Approaches to optimise review research recommendations when evidence is very limited: going beyond “high quality studies are needed”

Session: 

Oral session: Innovative solutions to challenges of evidence production (4)

Date: 

Tuesday 18 September 2018 - 14:20 to 14:30

Location: 

Carrick 1

All authors in correct order:

Corbett M1, South E1, Marshall D1, Woolacott N1
1 Centre for Reviews and Dissemination, University of York, UK
Presenting author and contact person

Presenting author:

Mark Corbett

Contact person:

Mark Corbett
Abstract text
Background: When randomised controlled trial (RCT) evidence is unavailable, systematic reviews cannot normally draw firm conclusions regarding practice. A key output from such reviews should therefore be clear recommendations for future research. Unfortunately, these are often brief, lacking the detail needed by research commissioners. We contend that in areas where very limited evidence is anticipated, reviews of effectiveness studies alone may not be sufficient to enable reviewers to make optimal research recommendations.
Methods: Across two reviews where limited evidence was expected - one of extravasation injury treatments, and one of neuromodulation for phantom limb pain (PLP) - we prospectively undertook additional research to inform and optimise review research recommendations. This included: extracting data on research ideas; surveying NHS clinicians about current practice and future research; reviewing epidemiological evidence; reviewing studies in related areas; and allocating sufficient review time to explore study designs deemed to be useful when recruitment is challenging.
Results: Both clinician surveys provided clear indications about the specific treatments where further research was thought most worthwhile. Most clinicians thought RCTs could be successfully undertaken, those who did not provided reasons that were informative when researching alternative study designs. A review of chronic PLP epidemiology identified evidence on important prognostic factors, and prevalence data, useful for informing eligibility criteria, and sample size feasibility, respectively.
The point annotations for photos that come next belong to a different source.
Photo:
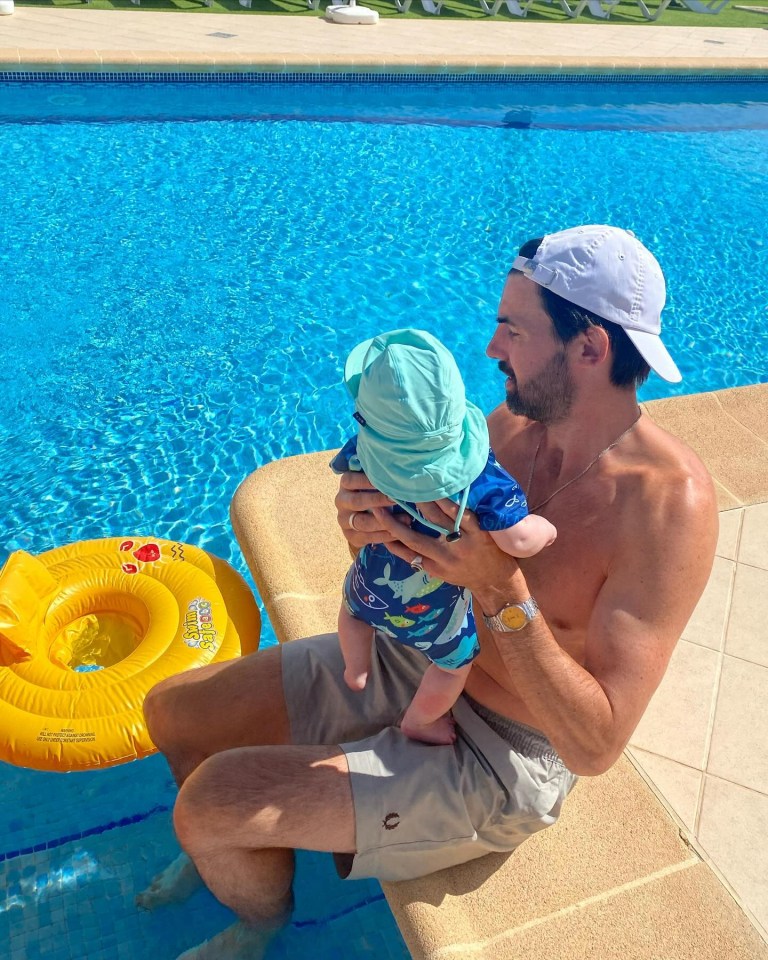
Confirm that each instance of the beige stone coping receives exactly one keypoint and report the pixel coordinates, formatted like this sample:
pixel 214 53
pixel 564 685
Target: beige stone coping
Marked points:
pixel 75 39
pixel 617 878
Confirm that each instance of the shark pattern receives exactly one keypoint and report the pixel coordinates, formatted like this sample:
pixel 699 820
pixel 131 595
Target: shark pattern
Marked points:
pixel 418 584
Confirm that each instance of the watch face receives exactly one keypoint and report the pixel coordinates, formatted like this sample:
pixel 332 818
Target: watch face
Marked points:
pixel 513 618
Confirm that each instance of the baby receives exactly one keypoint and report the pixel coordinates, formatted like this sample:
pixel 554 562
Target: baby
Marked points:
pixel 421 440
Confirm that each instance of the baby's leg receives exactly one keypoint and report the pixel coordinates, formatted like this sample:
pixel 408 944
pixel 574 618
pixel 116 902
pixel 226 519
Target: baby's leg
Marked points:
pixel 427 717
pixel 355 640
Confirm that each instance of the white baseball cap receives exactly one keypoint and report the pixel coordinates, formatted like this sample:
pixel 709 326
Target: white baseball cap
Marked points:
pixel 608 271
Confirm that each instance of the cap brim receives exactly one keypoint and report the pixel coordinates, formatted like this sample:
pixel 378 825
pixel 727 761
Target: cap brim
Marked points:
pixel 655 355
pixel 355 365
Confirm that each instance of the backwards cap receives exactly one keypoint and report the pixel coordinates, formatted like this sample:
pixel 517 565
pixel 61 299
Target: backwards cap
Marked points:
pixel 608 271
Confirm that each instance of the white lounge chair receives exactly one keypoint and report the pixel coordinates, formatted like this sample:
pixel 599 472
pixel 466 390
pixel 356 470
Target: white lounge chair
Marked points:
pixel 598 8
pixel 695 6
pixel 430 6
pixel 516 8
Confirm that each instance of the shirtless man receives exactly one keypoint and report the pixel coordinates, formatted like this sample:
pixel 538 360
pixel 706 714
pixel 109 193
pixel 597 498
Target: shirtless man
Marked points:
pixel 560 683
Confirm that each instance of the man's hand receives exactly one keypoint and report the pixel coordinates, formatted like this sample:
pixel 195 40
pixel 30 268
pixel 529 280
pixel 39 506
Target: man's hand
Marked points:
pixel 473 561
pixel 355 503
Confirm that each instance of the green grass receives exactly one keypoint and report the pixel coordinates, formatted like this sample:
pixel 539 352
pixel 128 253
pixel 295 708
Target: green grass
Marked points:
pixel 626 12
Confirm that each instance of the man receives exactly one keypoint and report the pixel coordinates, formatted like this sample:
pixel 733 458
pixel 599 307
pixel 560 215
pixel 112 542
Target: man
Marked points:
pixel 575 640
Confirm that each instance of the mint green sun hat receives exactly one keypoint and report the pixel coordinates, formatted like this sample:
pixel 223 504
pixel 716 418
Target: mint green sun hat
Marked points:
pixel 420 439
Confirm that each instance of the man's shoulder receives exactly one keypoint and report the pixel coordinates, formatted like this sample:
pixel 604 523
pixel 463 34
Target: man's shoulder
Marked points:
pixel 669 480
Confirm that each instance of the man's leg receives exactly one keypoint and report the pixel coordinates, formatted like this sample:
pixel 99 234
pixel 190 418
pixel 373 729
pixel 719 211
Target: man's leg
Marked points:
pixel 195 714
pixel 198 713
pixel 240 814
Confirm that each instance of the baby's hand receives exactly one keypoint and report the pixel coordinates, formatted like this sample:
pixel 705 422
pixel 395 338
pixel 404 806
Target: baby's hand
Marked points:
pixel 440 731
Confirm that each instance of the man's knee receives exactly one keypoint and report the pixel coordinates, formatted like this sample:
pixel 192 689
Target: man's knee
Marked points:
pixel 159 713
pixel 207 806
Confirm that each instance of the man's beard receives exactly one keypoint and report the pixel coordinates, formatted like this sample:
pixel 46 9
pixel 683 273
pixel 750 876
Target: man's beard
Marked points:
pixel 547 397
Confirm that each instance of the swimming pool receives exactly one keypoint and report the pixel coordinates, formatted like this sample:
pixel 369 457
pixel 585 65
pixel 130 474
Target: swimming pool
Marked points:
pixel 184 267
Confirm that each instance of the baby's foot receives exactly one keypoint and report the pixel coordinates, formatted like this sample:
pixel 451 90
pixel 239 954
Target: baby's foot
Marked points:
pixel 355 679
pixel 237 942
pixel 176 883
pixel 440 731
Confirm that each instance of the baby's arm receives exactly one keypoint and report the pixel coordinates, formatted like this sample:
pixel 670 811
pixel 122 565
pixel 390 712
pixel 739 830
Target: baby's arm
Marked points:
pixel 527 537
pixel 427 716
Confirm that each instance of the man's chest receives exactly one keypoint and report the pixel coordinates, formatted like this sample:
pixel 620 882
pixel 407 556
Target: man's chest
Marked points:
pixel 566 577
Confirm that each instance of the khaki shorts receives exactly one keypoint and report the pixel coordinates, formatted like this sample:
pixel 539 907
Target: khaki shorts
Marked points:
pixel 419 807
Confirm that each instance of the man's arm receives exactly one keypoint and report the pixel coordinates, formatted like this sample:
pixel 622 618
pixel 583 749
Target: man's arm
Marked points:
pixel 657 575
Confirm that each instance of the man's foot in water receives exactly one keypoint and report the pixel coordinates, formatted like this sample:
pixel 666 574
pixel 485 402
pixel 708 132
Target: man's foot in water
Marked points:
pixel 175 884
pixel 237 942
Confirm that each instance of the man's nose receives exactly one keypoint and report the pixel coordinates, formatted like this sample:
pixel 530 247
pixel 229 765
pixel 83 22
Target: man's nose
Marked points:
pixel 492 350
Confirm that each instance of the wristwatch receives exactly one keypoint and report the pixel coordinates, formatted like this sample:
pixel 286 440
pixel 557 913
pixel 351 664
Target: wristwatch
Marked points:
pixel 513 616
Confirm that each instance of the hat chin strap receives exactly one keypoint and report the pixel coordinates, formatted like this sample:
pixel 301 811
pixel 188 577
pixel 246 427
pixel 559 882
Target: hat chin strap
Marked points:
pixel 453 534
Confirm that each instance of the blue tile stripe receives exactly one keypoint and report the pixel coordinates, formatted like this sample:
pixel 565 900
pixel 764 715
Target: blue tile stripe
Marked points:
pixel 68 76
pixel 90 832
pixel 322 921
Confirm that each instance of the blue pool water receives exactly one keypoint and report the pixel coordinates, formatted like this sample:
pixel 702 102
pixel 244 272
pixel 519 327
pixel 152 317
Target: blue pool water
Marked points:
pixel 184 268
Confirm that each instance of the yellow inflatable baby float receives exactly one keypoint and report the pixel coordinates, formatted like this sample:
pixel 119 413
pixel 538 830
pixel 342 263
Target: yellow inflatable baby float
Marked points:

Consideration of studies in related clinical areas identified two examples of RCTs - one in each review - where recruitment was problematic (e.g. 37 patients recruited in 7 years). Additional studies also revealed potentially useful outcome measures, lacking in the included effectiveness studies. The alternative, less well-known study designs we identified and then used in our specific research recommendations included randomised registry trials, sequential trials and N-of-1 trials.
Conclusions: Use of complementary research such as surveys and reviews of evidence other than effectiveness can enhance review research recommendations. Better recommendations should maximise the probability of future studies reaching completion.
Patient involvement: PPI used for questionnaire content.

Relevance to patients and consumers: 

In areas of research where evidence is anticipated to be limited, use of the complementary research approaches we have outlined should ensure that systematic review recommendations for primary research studies are more informed and focussed. This will benefit patients by optimising future primary study results (and their relevance to clinical practice), thereby minimising the risks of wasting patient time and research resources (on studies with inappropriate designs). The approaches we advocate may be particularly beneficial in research areas where patient populations are small and where research funding is quite scarce.